# would like more imfomation on prince



## kayclover (14 November 2010)

i bought my boy 5weeks ago off a women in chesire(barrow) she didnt know much about him just told us she was selling him for a famliy friend and his rider lost intrest and had done nothing for 2yrs 

he has a height certificate for 14'2hh but stands at 15hh
hs proper name is HOOTON PARK SIXTH SENSE
SIRE:REMLO TB   DAM:TREIDDON MADDONA
11YR OLD TB X ID 
freezemark: V16


















sorry if the pics are big  dont know how to resize 
thanks kayleigh


----------



## kayclover (18 September 2011)

bump!


----------



## Cuffey (18 September 2011)

What passport has he got

Found dam on here:
http://www.sporthorsegb.co.uk/members/Horses.asp?ID=106756

But no mention of your horse in progeny
He does not come up on Nedonline so may have Irish passport
Sorry not much help
.............
On NED Found 2 Male Hooton Park horses, both bay
Born 1999 Double Drop
Born 2002 Small Town Boy
No breeding registered for either


----------



## cally6008 (18 September 2011)

first thing i would do is contact freezemark.biz and ask them to pass your details to previous owner 

are you sure you have his sire/dam names correct and spelt right ?


----------



## kayclover (5 October 2011)

I copyed it from his pasport i dont think it his original passport but the guy who had him before (baz jones) has the certificate for when the staillon was took to the mare ive asked him to send it me but no joy the breeds name is olwen evens i cant find her anywere baz jone was the on who gave him the show name so could be called somthing else :-/


----------



## cally6008 (5 October 2011)

Breeders name is correct, TREIDDON prefix, registered to MRS O EVANS by SPORT HORSE BREEDING OF GREAT BRITAIN on 01 Jan 78

Contact Sport Horse Breeding of GB and ask if they can give you her details or pass your details to her


----------



## cally6008 (5 October 2011)

Long shot information, may be wrong.

I keep coming up with J EVANS, TREIDDON FARM, LL62 5BT BODORGAN , GWYNEDD, Phone : 01407 840267

Gwyneed is in Wales, matches with Evans and Treiddon and Treiddon Madonna was born in Wales

There is a Treiddon Prince ... but I have no idea if this is your horse or not. You could try asking Weatherbys if they will forward a letter to registered owners.
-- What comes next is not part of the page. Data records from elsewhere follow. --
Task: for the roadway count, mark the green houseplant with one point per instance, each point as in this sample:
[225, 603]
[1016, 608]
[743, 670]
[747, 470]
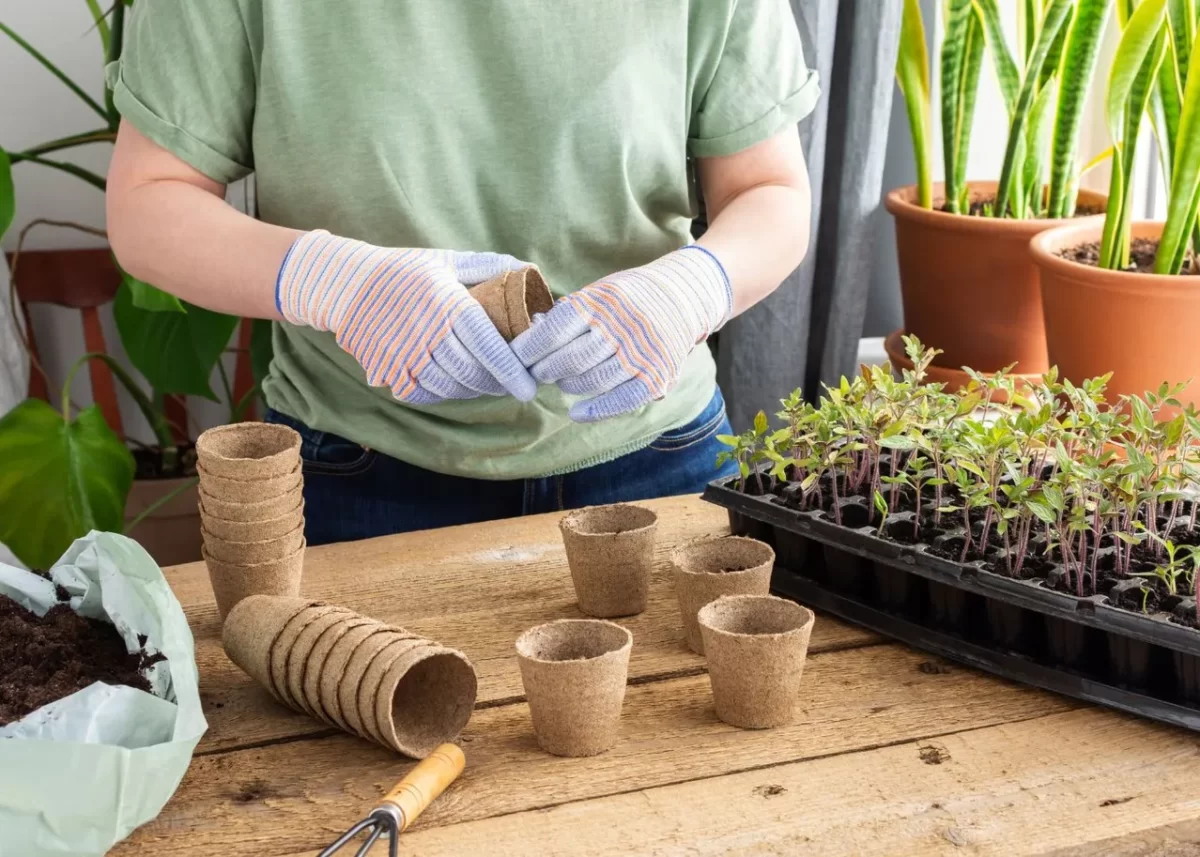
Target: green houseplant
[967, 285]
[65, 471]
[1137, 279]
Equine Details - TREIDDON PRINCE
Date of Birth	01-Jan-1994
Gender	Gelding
Colour	Bay
Height	
Breed	Horse
Submitted by	British Horse Database
(ID Passports do not include Pedigree)
Birth Country	Not supplied by PIO

British Horse Database
Ceased trading.
All passports enquiries now handled by Weatherbys.

Weatherbys
Tel: 01933-440077 ext 2260


----------



## be positive (6 October 2011)

If you google Treiddon Prince you will find that he was in Belgium in 2006/7 SJ ,it  would be why your horse has height cert at 14.2 as he was a good jumping pony.
It would explain why he is not on the sport horse register as I think they have to be over 15 hands to go in the stud book.He could be the 1994 foal by Romany Rye .
The Evans who bred him are on Anglesey and the mare Cwryrtai Susie was also bred there, I used to own a 1/2 brother to Susie which is why it caught my attention.
I would try and contact the Evans they may be able to tell you more about him as if he is Prince he was obviously a very good pony in his jumping days.


----------



## be positive (6 October 2011)

A bit more searching shows that the stallion Relmo was bred by Mrs C. Evans, I believe she is the same family as the owners of the Treiddon stud so it could be that he was used on the mare Maddona.
Relmo stood at the Machno stud in North Wales and seems to have some useful progeny. 
The mystery really is why he has a different passport if he is really Treiddon Prince he should have that as his name,there seems to be no Hooton Park connection.
Why dont you put Treiddon Prince???  in comp.riders and see if anyone from Belgium comes up with any ideas as he does seem to have done a fair amount. 
FEI records show a Treiddon Prince a bigger horse of different breeding and another rider to the one that shows on the Belgium records,the pony does not come up with an FEI record although his rider does, Marine Scauflaire.


----------



## kayclover (7 October 2011)

ive sent them an email so im just waiting for a reply thanks to all of you for all you help just hopeing i can get to the bottom of it and find out and get him registered


----------



## witchway (8 October 2011)

hi have you also tried to put his picture on horsenetwork cheshire to see if someone recognizes him.best of luck.x


----------